Two antibacterial datasets were scored: (1) 36,132 compounds from the Broad Institute screening library, classified as active (n = 24,521) or inactive (n = 11,611) by MIC thresholds across six species, scored with the 50 µM model; (2) 54 approved clinical antibiotics, annotated by pharmacological class, biosynthetic origin (natural product — NP, semi-synthetic — SS, fully synthetic — FS), primary target, spectrum, and documented sub-MIC QS effects. As an auxiliary exploratory analysis, scores were cross-referenced with intracellular permeability data in P. aeruginosa PAO1 from Leus et al. [15]; results, consistent with the main conclusion, are reported in the supplementary material deposited at Zenodo (10.5281/zenodo.19622234). The COCONUT library [16] (April 2026 dump) provided 731,587 valid NPs after SMILES validation and molecular-weight filtering (100–1,500 Da). Candidates were defined as NPs with P(QS) > 0.3 within the AD; the 0.3 threshold corresponds to the empirical inflection point at which the native-AHL to novel-candidate ratio transitions from noise-dominated to signal-dominated. Compounds of the “Fatty acyl homoserine lactones” class (native AHLs cataloged in COCONUT) were excluded a posteriori to identify genuinely non-AHL candidates.

2.4. Pharmacophore and Statistical Analysis

Pharmacophore similarity between NP candidates, reference AHLs and control antibiotics (ciprofloxacin, tetracycline, chloramphenicol, gentamicin, meropenem) was computed with Gobbi pharmacophore fingerprints (RDKit), using the mean Tanimoto coefficient against the AHL panel. Initial computations used a 5-AHL panel (3-oxo-C12-HSL, C4-HSL, 3-oxo-C6-HSL, C8-HSL, 3OH-C4-HSL); the panel was subsequently expanded to 10 AHLs (C4, C6, C8, C10, C12, C14 and 3-oxo-C6/-C8/-C10/-C12) to strengthen the validation. AHL-like pharmacophore presence (amides, lactones, homoserine lactone core) was quantified by SMARTS substructure search. Random Forest feature importances were extracted from scikit-learn’s feature_importances_ attribute. Non-parametric tests (Mann-Whitney U, Kruskal-Wallis H with Bonferroni correction, Spearman correlation, partial Spearman controlling for MW + logP + TPSA) were performed in Python 3.12 with SciPy 1.12.

3. Results and Discussion

3.1. Model Performance and Specificity

The primary model (10 µM) achieved scaffold-split AUC = 0.958 ± 0.047, OOB AUC = 0.978 and Y-randomization separation = 0.482 (Figure 1A). In external validation, all 12 AHL agonists scored P(QS) > 0.83 (Figure 1B). Notably, PQS (0.911) and HHQ (0.828) — alkylquinolones of the pqs system, structurally distinct from AHLs — were also detected, suggesting partial pharmacophore overlap between AHL and quinolone signaling scaffolds despite belonging to different receptor families. AHL-like antagonists were recovered (furanone C-30: 0.957), while structurally divergent antagonists were not (mBTL: 0.029; savirin: 0.003), confirming specificity for AHL-type features. RF feature-importance analysis revealed signal concentration in a restricted subset of ECFP4 bits (bit 935 accounted for 2.1× the importance of the second most relevant), a pattern consistent with focused learning on the amide + lactone pharmacophores evidenced below (Figure 5; Supplementary Table S4). The UMAP chemical-space map (Figure 1C) shows that QS-active training compounds and clinical antibiotics occupy distinct regions, a direct visualization of the orthogonality quantified in the following sections.

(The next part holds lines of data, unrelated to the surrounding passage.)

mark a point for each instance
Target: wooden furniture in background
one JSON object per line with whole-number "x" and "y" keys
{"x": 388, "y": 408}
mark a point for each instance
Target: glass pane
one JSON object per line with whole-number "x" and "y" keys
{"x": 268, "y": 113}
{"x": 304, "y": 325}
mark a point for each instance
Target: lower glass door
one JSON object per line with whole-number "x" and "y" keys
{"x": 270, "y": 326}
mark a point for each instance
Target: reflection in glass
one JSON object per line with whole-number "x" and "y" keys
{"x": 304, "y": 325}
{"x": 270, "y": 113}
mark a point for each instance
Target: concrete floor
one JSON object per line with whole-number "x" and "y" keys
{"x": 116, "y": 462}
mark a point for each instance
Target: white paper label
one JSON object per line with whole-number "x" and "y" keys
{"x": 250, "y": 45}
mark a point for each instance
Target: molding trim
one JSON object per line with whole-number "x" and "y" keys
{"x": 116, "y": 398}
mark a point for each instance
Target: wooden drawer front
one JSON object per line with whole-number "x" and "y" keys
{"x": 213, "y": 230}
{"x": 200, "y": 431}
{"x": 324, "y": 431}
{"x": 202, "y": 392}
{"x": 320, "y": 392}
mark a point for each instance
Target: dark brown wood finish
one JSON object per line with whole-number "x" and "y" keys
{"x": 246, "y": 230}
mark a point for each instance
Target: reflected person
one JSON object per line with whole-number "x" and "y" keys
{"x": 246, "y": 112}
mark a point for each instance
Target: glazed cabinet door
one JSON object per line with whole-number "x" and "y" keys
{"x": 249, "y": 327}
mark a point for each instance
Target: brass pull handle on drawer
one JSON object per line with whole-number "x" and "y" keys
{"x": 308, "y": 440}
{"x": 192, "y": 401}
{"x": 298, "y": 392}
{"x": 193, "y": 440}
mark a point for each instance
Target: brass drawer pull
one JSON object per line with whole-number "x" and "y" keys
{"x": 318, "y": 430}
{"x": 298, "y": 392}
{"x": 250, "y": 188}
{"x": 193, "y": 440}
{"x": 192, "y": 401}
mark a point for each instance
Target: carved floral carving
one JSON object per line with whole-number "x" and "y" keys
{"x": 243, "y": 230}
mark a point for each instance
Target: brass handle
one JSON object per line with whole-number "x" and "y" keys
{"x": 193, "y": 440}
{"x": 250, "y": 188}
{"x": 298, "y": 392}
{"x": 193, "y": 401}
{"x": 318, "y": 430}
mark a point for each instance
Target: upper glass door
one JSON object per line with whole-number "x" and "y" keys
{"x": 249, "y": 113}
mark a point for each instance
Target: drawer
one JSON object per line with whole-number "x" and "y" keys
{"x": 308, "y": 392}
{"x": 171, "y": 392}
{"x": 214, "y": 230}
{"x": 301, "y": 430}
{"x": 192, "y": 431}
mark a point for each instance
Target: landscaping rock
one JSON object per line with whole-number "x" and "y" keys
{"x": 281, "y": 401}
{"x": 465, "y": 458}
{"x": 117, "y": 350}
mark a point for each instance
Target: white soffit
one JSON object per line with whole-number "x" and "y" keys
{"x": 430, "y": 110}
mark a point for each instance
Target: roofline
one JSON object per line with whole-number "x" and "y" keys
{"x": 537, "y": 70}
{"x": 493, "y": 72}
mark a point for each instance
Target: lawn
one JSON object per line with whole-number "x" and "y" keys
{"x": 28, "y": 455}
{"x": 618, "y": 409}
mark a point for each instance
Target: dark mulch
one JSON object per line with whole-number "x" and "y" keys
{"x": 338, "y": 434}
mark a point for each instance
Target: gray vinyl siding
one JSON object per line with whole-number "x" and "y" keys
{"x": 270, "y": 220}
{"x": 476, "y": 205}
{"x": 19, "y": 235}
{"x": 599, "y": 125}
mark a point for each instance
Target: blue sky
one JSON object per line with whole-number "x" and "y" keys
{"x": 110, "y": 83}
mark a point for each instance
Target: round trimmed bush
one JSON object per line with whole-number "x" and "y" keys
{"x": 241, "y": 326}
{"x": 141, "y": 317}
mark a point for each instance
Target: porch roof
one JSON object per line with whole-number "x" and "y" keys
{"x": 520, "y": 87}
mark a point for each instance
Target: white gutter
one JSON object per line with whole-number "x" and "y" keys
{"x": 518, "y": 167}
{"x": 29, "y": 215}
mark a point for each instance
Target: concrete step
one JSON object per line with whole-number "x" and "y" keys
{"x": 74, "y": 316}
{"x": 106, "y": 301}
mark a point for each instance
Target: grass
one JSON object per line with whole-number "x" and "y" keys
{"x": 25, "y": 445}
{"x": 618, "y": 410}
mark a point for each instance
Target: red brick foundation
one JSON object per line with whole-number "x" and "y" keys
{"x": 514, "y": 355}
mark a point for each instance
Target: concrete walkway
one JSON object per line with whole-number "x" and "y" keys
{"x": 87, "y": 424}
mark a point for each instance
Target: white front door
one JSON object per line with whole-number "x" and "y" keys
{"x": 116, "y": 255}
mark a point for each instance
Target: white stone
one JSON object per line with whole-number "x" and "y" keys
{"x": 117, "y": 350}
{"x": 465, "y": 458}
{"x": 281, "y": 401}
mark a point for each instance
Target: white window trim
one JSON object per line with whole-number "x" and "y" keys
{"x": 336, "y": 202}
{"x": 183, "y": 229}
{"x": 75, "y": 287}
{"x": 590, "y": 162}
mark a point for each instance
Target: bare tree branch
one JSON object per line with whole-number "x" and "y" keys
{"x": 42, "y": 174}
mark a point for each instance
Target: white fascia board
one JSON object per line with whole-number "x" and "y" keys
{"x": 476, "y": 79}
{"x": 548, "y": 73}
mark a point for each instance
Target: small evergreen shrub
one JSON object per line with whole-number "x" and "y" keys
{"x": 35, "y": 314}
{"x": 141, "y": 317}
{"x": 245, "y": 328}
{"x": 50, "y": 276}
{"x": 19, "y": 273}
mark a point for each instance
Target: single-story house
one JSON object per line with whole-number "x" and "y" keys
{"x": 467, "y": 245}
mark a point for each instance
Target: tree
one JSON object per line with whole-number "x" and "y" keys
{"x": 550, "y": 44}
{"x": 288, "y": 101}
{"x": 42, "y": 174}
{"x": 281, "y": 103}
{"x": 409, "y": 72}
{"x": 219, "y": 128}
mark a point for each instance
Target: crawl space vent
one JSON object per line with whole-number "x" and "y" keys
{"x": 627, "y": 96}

3.2. Chemical Orthogonality of Clinical Antibiotics

The 54 clinical antibiotics showed systematically low P(QS). Fluoroquinolones scored lowest (mean 0.000), followed by carbapenems (0.007), cephalosporins (0.009), penicillins (0.007), tetracyclines (0.003), aminoglycosides (0.012), and macrolides (0.068) (Kruskal-Wallis H = 28.10; p = 0.0005; Figure 2A). Stratification by biosynthetic origin revealed that natural products retained greater compatibility with QS receptors (NP = 0.021; SS = 0.014; FS = 0.008; KW p = 0.003; Figure 2B). In the AD-restricted analysis (n = 43), the global effect remained significant (p = 0.002), although the NP > SS pairwise comparison lost significance in the strict model (p = 0.19), suggesting contribution of marginal-potency compounds (10–50 µM) or limited statistical power. The seven antibiotics with documented sub-MIC QS modulation scored indistinguishably from the remaining 47 (mean 0.019 vs. 0.013; p = 0.36). This null result is mechanistically informative: if sub-MIC modulation involved direct receptor engagement, these antibiotics would score significantly higher, providing computational evidence in favor of indirect stress-mediated mechanisms.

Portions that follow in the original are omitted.